Possible triggers for canker sores include:
  • A minor injury to your mouth from dental work, overzealous brushing, sports mishaps, spicy or acidic foods, or an accidental cheek bite
  • Toothpastes and mouth rinses containing sodium lauryl sulfate
  • Food sensitivities, particularly to chocolate, coffee, strawberries, eggs, nuts, cheese and highly acidic foods, such as pineapple
  • A diet lacking in vitamin B-12, zinc, folate (folic acid) or iron
  • An allergic response to certain bacteria in your mouth
  • Helicobacter pylori, the same bacteria that cause peptic ulcers
  • Hormonal shifts during menstruation
  • Emotional stress
Canker sores may also occur because of certain conditions and diseases, such as:
  • Celiac disease, a serious intestinal disorder caused by a sensitivity to gluten, a protein found in most grains
  • Inflammatory bowel diseases, such as Crohn's disease and ulcerative colitis
  • Behcet's disease, a rare disorder that causes inflammation throughout the body, including the mouth
  • A faulty immune system that attacks healthy cells in your mouth instead of pathogens, such as viruses and bacteria
  • HIV/AIDS, which suppresses the immune system
Unlike cold sores, canker sores are not associated with herpes virus infections.

Treatments and drugs:

Treatment usually isn't necessary for minor canker sores, which tend to clear on their own in a week or two. But large, persistent or unusually painful sores often need medical care. A number of treatment options exist, ranging from mouth rinses and topical ointments to systemic corticosteroids for the most-severe cases.
  • Mouth rinses. If you have several canker sores, your doctor may prescribe a mouth rinse containing the steroid dexamethasone (dek-suh-METH-uh-sown) to reduce pain and inflammation. Oral suspensions of the antibiotic tetracycline also can reduce pain and cut healing time, but tetracycline has drawbacks. It can make you more susceptible to oral thrush, a fungal infection that causes painful mouth sores, and it can permanently discolor children's teeth.
  • Topical pastes. Over-the-counter and prescription pastes with active ingredients such as benzocaine (Anbesol), amlexanox (Aphthasol) and fluocinonide (Lidex, Vanos) can help relieve pain and speed healing if applied to individual sores as soon as they appear. Your doctor may recommend applying the paste to the sore two to four times a day until it heals.
  • Oral medications. Medications not intended specifically for canker sore treatment, such as the heartburn drug cimetidine (Tagamet) and colchicine, which is normally used to treat gout, may be helpful for canker sores. Your doctor may prescribe oral steroid medications when severe canker sores don't respond to other treatments, but because of serious side effects, they're usually considered a last resort.

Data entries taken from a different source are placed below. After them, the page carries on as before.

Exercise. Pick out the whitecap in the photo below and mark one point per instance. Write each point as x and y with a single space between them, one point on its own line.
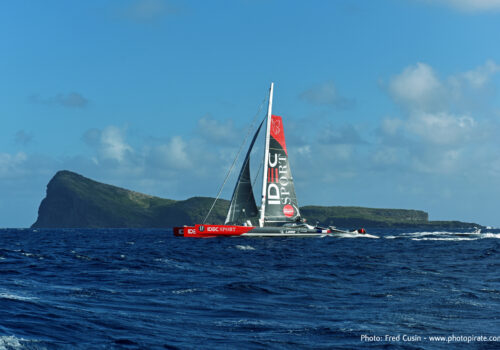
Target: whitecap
445 239
245 247
15 297
10 342
490 235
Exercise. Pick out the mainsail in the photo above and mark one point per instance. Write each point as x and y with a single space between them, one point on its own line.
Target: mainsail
243 206
280 199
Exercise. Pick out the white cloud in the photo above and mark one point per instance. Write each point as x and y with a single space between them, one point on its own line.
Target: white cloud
391 126
480 76
109 143
442 128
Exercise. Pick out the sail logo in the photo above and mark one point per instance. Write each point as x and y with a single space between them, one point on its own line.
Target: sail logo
278 181
276 126
288 210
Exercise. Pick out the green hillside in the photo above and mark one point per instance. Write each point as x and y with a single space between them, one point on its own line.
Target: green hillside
76 201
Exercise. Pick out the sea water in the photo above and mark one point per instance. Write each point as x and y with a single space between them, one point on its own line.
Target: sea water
145 289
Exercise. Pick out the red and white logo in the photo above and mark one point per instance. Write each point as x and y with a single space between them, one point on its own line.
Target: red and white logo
288 210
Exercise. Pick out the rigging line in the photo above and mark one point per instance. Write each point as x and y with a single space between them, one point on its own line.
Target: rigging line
235 159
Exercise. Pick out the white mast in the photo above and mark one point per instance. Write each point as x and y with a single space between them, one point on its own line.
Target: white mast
266 157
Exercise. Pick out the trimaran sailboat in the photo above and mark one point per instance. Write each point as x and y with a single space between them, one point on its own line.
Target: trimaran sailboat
279 215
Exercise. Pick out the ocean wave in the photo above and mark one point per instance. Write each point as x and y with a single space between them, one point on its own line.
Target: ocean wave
184 291
11 296
9 342
445 239
245 247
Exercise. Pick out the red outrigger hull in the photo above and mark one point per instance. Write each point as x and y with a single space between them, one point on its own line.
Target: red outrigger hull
208 231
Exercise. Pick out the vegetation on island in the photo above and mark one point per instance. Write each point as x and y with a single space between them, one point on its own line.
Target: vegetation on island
73 200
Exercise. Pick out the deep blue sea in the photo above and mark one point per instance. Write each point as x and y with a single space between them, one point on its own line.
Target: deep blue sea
145 289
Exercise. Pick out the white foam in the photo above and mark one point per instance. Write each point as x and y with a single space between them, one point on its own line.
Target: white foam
184 291
354 235
15 297
445 239
245 247
8 342
490 235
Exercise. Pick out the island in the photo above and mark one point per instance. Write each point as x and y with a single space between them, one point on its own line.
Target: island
74 201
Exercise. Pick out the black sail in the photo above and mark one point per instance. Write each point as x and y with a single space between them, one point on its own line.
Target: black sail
243 206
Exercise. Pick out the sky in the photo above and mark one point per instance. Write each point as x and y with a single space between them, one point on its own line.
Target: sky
386 104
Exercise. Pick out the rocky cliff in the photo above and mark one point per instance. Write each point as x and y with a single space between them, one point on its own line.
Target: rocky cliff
76 201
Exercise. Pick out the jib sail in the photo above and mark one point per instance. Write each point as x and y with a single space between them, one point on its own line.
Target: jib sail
243 206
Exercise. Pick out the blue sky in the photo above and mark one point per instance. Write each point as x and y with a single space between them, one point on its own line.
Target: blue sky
388 104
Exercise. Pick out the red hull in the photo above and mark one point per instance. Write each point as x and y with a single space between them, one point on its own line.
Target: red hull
208 231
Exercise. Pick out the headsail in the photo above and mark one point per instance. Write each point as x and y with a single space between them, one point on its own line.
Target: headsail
243 206
280 199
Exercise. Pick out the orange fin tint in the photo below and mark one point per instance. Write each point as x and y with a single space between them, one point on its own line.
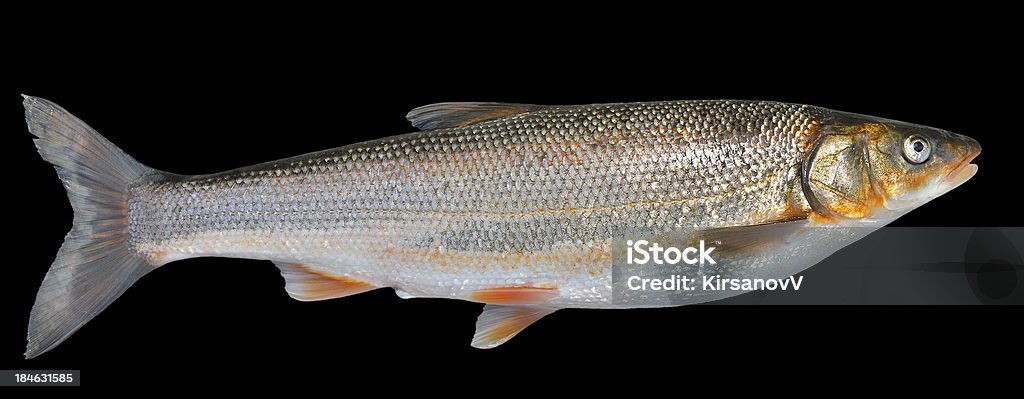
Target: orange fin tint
304 283
514 295
499 323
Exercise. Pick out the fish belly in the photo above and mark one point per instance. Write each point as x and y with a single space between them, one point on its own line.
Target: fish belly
535 200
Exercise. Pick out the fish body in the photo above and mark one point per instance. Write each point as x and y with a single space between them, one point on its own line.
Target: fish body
519 207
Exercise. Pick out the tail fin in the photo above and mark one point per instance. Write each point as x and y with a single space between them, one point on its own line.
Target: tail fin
95 264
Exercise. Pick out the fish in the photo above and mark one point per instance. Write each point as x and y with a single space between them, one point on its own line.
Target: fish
521 208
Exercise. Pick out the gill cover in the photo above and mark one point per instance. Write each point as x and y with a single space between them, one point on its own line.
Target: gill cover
837 175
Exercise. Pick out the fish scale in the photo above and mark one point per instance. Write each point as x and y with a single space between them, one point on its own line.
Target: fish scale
527 209
524 200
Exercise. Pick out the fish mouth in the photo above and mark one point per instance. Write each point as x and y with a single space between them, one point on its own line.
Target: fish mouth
960 175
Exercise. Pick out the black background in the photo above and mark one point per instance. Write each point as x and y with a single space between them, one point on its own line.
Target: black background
202 103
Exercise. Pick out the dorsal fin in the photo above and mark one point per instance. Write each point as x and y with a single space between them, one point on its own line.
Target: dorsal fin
451 115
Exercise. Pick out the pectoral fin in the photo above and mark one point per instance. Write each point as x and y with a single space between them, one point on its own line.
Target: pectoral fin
499 323
305 283
748 239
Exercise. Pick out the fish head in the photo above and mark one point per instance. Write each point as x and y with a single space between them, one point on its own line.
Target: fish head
872 172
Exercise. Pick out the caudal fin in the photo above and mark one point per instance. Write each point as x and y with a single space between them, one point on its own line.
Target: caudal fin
95 264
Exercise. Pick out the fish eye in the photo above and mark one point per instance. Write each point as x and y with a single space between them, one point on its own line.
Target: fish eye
916 148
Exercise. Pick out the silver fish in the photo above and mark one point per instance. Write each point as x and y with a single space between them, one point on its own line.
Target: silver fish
514 206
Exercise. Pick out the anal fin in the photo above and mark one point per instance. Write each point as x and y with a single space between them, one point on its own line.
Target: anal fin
498 324
305 283
513 296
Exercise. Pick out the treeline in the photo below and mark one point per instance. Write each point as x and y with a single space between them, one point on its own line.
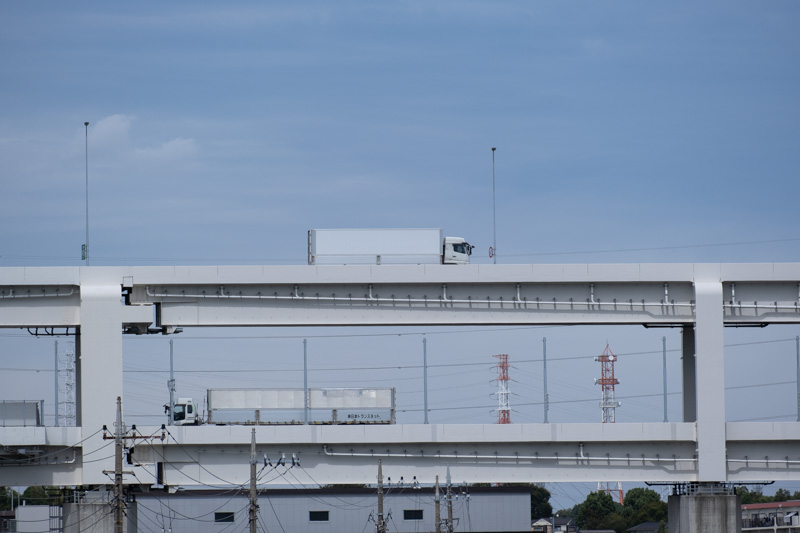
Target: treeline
600 511
10 498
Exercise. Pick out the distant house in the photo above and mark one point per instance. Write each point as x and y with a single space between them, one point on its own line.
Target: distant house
645 527
771 516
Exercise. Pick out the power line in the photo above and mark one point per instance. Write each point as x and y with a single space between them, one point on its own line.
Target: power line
656 248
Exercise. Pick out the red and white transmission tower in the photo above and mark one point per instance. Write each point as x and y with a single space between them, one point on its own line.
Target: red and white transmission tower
503 411
608 405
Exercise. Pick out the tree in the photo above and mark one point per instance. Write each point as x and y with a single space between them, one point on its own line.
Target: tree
638 497
40 495
781 495
8 498
593 511
643 505
540 503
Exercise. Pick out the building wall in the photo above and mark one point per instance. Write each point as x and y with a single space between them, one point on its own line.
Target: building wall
32 518
346 511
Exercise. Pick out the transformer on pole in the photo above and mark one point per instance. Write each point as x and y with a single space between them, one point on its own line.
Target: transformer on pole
608 405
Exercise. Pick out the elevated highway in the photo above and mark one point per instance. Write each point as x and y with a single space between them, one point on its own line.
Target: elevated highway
102 304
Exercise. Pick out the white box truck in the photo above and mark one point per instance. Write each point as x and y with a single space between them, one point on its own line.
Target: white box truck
385 247
289 407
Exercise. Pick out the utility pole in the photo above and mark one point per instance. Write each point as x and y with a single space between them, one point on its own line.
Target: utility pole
56 390
425 373
119 448
381 525
438 515
171 386
546 402
494 215
305 381
664 359
450 528
86 246
253 492
119 437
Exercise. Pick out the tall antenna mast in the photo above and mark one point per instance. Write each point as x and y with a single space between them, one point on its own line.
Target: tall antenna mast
608 406
503 410
86 246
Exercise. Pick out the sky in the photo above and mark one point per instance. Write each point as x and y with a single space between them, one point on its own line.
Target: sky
220 133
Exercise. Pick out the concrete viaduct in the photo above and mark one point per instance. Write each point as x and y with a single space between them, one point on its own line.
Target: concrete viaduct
102 304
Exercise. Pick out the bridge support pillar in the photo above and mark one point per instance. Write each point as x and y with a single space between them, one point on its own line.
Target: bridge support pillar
705 513
99 367
689 374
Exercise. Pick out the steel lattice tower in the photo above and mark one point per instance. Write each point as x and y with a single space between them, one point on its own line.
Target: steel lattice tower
608 405
503 411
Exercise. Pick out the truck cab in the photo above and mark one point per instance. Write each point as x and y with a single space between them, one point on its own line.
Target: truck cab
185 412
456 251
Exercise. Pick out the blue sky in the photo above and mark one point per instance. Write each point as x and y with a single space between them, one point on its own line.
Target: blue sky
222 133
219 134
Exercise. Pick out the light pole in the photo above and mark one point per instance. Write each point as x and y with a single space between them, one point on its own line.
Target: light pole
86 246
494 215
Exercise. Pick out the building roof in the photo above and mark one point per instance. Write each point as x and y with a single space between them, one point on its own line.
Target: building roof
644 527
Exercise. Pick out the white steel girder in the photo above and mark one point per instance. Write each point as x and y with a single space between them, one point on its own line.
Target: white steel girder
702 299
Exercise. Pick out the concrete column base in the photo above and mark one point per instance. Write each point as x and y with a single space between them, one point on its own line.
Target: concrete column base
705 513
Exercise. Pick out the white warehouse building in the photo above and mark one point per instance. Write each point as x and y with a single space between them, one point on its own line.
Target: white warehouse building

  • Cautery of sores. During cautery, an instrument or chemical substance is used to burn, sear or destroy tissue. Debacterol is a topical solution designed to treat canker sores and gum problems. By chemically cauterizing canker sores, this medication may reduce healing time to about a week. Silver nitrate — another option for chemical cautery of canker sores — hasn't been shown to speed healing, but it may help relieve canker sore pain.
  • Nutritional supplements. Your doctor may prescribe a nutritional supplement if you consume low amounts of important nutrients, such as folate (folic acid), vitamin B-6, vitamin B-12 or zinc.
If your canker sores relate to a more serious health problem, your doctor will treat the underlying condition.